Private equity investors are particularly skilled at limiting their exposure to risk.
Most private equity transactions are leveraged buyouts, and investors borrow as much as they can. Once a sale takes place, the new private equity owners often look for the first opportunity to recapitalize the company - borrowing more against the business to write themselves dividend checks.
Recapitalizations don’t happen all the time and, when they do, the scale of the payment depends on circumstances. But private equity managers certainly look for that opportunity. In years past, they boasted about investments that quickly returned all the capital originally risked in purchases. Sometimes it was a matter of months.
So what about the businesses operating beneath all that debt? Contrary to campaign rhetoric, most private equity investments do not go bankrupt. The catch: Portfolio companies often pile up the kind of debts that remain manageable in good times but become a big problem when sunny forecasts don’t work out. Who pays the price then?
The Bain Capital record on this issue during the Romney era is spelled out in detail in “The Real Romney,’’ a book by Boston Globe reporters Michael Kranish and Scott Helman in stores today.
Overall, that record is mixed. Bain made piles of money, but at least 10 percent of its companies went bankrupt for a variety of reasons during the Romney era. Many others exited the portfolio with much more debt.
One of the most interesting business stories in “The Real Romney’’ isn’t about Bain Capital investments at all. It’s about Romney’s return to the consulting firm Bain & Co. in its darkest hour.
Romney had started his career at Bain & Co., where founder Bill Bain eventually convinced him to launch a separate investment firm that became Bain Capital. Later, Bain & Co. ran into serious trouble because the company had borrowed $200 million so Bill Bain and other founders could cash out part of their ownership.
But the economy went soft, Bain’s revenues went down, and the company that advised clients on business dilemmas faced one of its own making.
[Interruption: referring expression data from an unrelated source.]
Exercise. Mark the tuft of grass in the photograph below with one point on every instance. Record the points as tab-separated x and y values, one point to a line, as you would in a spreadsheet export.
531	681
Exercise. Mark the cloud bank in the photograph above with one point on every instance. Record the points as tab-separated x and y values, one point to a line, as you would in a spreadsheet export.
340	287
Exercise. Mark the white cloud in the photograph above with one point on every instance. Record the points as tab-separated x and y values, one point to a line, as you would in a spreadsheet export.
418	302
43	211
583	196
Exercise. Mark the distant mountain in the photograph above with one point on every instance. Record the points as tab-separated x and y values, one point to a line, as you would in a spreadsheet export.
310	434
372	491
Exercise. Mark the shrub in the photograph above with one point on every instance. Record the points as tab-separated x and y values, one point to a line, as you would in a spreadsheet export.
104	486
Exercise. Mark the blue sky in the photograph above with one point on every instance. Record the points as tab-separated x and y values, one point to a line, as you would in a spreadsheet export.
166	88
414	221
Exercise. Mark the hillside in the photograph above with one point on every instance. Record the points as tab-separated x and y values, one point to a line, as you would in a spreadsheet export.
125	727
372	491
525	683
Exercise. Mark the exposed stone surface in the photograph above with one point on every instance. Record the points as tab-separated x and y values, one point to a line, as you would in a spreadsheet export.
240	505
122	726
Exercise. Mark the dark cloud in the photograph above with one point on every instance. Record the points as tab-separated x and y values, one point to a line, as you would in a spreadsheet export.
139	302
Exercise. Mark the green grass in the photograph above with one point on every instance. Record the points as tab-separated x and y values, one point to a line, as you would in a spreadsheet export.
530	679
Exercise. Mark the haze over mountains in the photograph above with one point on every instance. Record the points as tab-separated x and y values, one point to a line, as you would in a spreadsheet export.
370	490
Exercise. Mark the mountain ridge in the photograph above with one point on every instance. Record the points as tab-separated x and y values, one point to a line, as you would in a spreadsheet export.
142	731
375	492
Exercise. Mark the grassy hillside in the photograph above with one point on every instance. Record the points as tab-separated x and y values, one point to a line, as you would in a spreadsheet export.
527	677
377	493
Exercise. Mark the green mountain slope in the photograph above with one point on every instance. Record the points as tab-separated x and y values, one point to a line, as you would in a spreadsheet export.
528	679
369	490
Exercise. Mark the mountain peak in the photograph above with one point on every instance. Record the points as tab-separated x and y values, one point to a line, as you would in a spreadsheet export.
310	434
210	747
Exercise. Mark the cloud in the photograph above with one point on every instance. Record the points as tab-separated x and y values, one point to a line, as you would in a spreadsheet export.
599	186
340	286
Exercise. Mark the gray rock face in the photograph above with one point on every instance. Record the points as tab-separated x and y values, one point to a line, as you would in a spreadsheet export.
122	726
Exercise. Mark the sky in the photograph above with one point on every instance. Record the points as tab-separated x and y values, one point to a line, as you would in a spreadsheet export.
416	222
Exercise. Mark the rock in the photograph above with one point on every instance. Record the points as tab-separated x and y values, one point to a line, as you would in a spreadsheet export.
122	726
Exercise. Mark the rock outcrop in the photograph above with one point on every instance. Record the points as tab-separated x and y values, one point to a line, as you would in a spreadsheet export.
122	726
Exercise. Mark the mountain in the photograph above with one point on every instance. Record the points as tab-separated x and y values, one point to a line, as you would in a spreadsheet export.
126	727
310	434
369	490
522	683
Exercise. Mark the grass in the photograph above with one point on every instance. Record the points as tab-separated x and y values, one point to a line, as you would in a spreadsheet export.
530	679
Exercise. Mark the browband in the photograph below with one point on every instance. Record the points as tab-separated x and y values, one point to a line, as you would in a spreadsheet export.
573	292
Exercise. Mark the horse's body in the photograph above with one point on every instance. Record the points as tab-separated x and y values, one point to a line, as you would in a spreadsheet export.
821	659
Bain & Co. could not pay its bills.
Romney agreed to return and try to save Bain & Co. He cajoled some creditors and played hardball with others. He stopped payment on a $1 million check to a landlord. Yes, he laid off Bain & Co. employees, too.
Romney did one other important thing to get Bain & Co. back on its feet. He told the company’s founders they had to give a lot of the money back. In Romney’s toughest negotiation, Bain & Co. founders agreed to return about $100 million - half of their payout.
Romney’s effort paid off. Bain & Co. survived and then recovered. “It was one of his most impressive displays of executive talent and toughness; in some ways it was his finest hour at Bain,’’ Kranish and Helman write.
This is certainly true. But consider the circumstances: Bain & Co. borrowed too much to pay the company’s owners and couldn’t manage the debt in a tough economy, the same kind of jam some businesses owned by private equity investors run into.
Romney revived Bain & Co. by persuading owners to give back millions they had taken out of the business. How often would executives in Romney’s private equity world make the same choice?